Abstract
Introduction
Spectrum analysis of logic functions [13] is useful logic synthesis [20, 8, 10] , Boolean matching [5, 7] , test [17, 9, 11] , and verification [18] . Various methods to compute spectrum are known: Fast Fourier transform (FFT) [3] , cubes [20, 6] , and decision diagrams [5, 7] .
A disadvantage of the spectral method is that the sizes of the representations tend to be large, especially when the entire spectrum is represented at one time. In many applications, only a fragment of the spectrum coefficients is sufficient, and thus a smaller amount of computation time is needed compared to that of the entire spectrum. Most research on spectrum computation focus on software. Especially, [7] and [12] have considered efficient computation methods for a fragment of Walsh spectrum of a given logic functions.
In this paper, however, we use hardware to compute a fragment of the Walsh spectrum.

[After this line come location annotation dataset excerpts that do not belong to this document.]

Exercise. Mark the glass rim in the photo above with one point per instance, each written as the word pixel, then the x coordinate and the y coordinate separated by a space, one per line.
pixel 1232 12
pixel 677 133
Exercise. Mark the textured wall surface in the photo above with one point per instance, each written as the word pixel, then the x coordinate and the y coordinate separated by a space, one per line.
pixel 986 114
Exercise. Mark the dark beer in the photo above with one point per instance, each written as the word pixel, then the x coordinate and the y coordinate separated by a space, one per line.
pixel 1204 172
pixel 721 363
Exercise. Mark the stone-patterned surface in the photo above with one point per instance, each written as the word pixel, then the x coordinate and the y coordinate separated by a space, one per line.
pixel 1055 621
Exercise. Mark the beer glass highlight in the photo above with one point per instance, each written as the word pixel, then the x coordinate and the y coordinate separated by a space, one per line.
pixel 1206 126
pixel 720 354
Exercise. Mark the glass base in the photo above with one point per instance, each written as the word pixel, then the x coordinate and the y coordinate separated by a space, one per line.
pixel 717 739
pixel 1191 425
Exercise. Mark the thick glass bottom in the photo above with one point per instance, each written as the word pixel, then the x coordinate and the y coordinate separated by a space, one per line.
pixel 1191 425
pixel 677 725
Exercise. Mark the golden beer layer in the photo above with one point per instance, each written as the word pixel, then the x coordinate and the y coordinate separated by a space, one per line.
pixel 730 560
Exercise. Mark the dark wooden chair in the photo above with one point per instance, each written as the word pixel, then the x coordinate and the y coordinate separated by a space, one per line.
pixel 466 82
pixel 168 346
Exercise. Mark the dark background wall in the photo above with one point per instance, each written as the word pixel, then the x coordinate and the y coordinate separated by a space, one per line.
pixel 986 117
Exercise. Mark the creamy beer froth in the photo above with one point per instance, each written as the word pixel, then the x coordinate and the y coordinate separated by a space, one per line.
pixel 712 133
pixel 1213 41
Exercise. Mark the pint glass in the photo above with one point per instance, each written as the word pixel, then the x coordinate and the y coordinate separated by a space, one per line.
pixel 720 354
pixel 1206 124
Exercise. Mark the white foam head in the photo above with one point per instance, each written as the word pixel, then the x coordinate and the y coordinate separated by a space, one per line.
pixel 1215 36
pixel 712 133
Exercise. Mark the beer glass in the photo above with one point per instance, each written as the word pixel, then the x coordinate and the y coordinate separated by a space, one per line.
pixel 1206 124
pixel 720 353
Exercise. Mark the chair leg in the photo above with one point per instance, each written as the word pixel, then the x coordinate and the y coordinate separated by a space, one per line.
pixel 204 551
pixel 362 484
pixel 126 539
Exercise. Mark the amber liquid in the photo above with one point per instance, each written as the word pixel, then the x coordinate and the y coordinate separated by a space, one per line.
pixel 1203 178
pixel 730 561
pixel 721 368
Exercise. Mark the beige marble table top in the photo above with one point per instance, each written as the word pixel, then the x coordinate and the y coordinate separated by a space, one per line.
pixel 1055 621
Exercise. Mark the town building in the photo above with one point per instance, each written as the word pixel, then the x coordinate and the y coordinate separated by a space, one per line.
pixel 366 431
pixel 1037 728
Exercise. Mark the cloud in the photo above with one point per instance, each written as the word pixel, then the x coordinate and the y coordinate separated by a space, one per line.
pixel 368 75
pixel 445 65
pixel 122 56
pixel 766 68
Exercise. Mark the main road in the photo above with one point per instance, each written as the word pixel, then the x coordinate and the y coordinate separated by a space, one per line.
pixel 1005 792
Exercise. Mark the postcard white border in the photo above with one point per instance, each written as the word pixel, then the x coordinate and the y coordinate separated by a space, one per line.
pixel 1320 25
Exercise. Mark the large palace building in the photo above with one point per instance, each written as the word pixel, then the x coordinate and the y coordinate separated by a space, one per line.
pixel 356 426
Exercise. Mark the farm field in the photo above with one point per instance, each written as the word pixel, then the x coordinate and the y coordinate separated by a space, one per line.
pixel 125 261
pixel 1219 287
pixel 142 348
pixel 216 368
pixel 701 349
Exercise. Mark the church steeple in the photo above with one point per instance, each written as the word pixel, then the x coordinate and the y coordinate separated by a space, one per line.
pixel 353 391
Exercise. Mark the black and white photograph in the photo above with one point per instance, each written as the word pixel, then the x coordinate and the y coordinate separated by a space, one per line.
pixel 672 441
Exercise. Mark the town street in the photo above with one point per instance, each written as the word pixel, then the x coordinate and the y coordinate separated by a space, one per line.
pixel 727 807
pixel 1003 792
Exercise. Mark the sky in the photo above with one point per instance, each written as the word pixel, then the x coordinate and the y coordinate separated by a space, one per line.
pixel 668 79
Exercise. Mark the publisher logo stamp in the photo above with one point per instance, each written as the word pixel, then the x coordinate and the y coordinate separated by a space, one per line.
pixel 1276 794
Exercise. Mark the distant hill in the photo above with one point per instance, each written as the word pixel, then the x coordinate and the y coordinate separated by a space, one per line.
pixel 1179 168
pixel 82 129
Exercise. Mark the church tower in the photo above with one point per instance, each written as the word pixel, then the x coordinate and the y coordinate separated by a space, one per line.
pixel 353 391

Theoretically, the FFT realization computes the entire Walsh spectrum at one time, However, in practice, the straightforward FFT realization requires an excessive amount of hardware to implement by an FPGA. Thus, [2] proposes a bit-serial method to compute the spectrum. It is hardware typically used for digital signal processing, and assumes the following conditions:
1. The entire spectrum is computed at one time. 2. Each input is a signal of bits.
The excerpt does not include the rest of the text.